O Ministério Público Estadual suspeita de superfaturamento nas obras realizadas pelo grupo econômico capitaneado por Nascimento. O inquérito civil contra ele foi relevado pelo portal Metrópoles em 2022. O Estadão apurou que a investigação segue em andamento sob sigilo. Nos últimos quatro anos, uma série de diligências foram realizadas, e o processo contra o empresário já acumula mil páginas.
A investigação é conduzida pela Promotoria de Justiça do Patrimônio Público e Social da Capital (PJPP-CAP). No momento, o órgão aguarda a conclusão de um laudo técnico do Centro de Apoio à Execução (CAEx), que analisa dados coletados em campo. Além disso, a Corregedoria-Geral do Estado instaurou um processo administrativo para apurar a atuação das construtoras de Nascimento, após solicitação do MP-SP.
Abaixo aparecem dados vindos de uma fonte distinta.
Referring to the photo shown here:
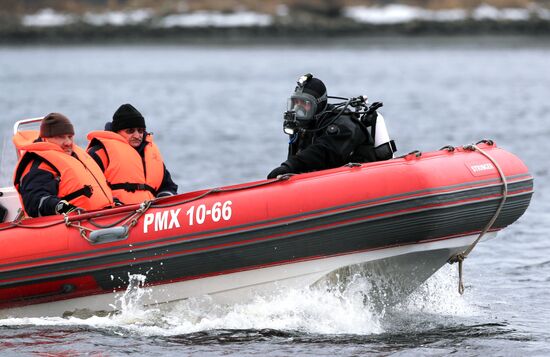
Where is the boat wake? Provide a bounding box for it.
[0,266,479,341]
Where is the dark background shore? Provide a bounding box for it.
[0,0,550,44]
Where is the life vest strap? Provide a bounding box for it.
[108,182,156,195]
[60,185,94,202]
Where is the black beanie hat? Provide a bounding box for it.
[40,113,74,138]
[303,78,327,114]
[111,104,145,131]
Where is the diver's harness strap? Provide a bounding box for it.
[108,182,156,195]
[449,140,508,295]
[60,185,94,202]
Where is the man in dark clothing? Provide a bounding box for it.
[267,74,375,179]
[88,104,178,204]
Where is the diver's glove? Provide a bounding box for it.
[267,163,292,179]
[55,200,78,214]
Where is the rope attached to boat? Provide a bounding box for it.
[449,140,508,295]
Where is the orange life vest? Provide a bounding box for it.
[88,131,164,204]
[13,142,113,211]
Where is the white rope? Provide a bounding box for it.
[449,144,508,295]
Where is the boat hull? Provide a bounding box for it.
[0,232,496,318]
[0,140,533,315]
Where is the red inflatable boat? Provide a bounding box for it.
[0,138,533,317]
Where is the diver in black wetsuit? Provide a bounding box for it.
[267,74,394,179]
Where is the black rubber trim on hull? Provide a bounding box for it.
[0,188,532,290]
[0,178,533,269]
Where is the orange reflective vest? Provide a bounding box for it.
[13,142,113,211]
[88,131,164,204]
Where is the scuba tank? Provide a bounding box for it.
[372,112,397,160]
[359,97,397,161]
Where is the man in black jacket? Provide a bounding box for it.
[267,74,375,179]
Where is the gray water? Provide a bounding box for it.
[0,38,550,356]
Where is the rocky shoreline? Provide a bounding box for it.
[0,20,550,44]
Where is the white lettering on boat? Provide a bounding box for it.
[143,208,181,233]
[187,201,233,226]
[470,163,495,172]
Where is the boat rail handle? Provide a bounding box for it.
[88,226,129,244]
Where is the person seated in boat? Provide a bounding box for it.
[14,113,113,217]
[87,104,178,204]
[267,73,393,179]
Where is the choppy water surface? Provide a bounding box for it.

Também pesa contra Nascimento uma condenação na Justiça Federal por falsificar o contrato social de uma empresa. A perícia comprovou que ele falsificou as assinaturas de duas pessoas, sem o conhecimento delas, para incluí-las como sócios laranjas. Em 2014, ele foi condenado a dois anos de prisão e multa.
O empresário, no entanto, nunca foi localizado. Em 2017, foi citado por edital pelo Tribunal Regional Federal da 3ª Região. Em 2018, o desembargador Nino Toldo aceitou o recurso da defesa e extinguiu a punibilidade, alegando que a pena havia prescrito. O crime de falsificação ocorreu em 2004.
Contratação de empresa investigada segue legislação
O professor Luís Felipe Valerim, da Fundação Getulio Vargas (FGV), esclarece que não há exigência legal que impeça gestores públicos de contratar empresas que estejam sob investigação. “A única restrição se aplica a empresas condenadas, pois essa é uma das penalidades previstas em lei. Após a condenação, a empresa fica impedida de prestar serviços à administração pública”, diz o sócio do VLR Advogados.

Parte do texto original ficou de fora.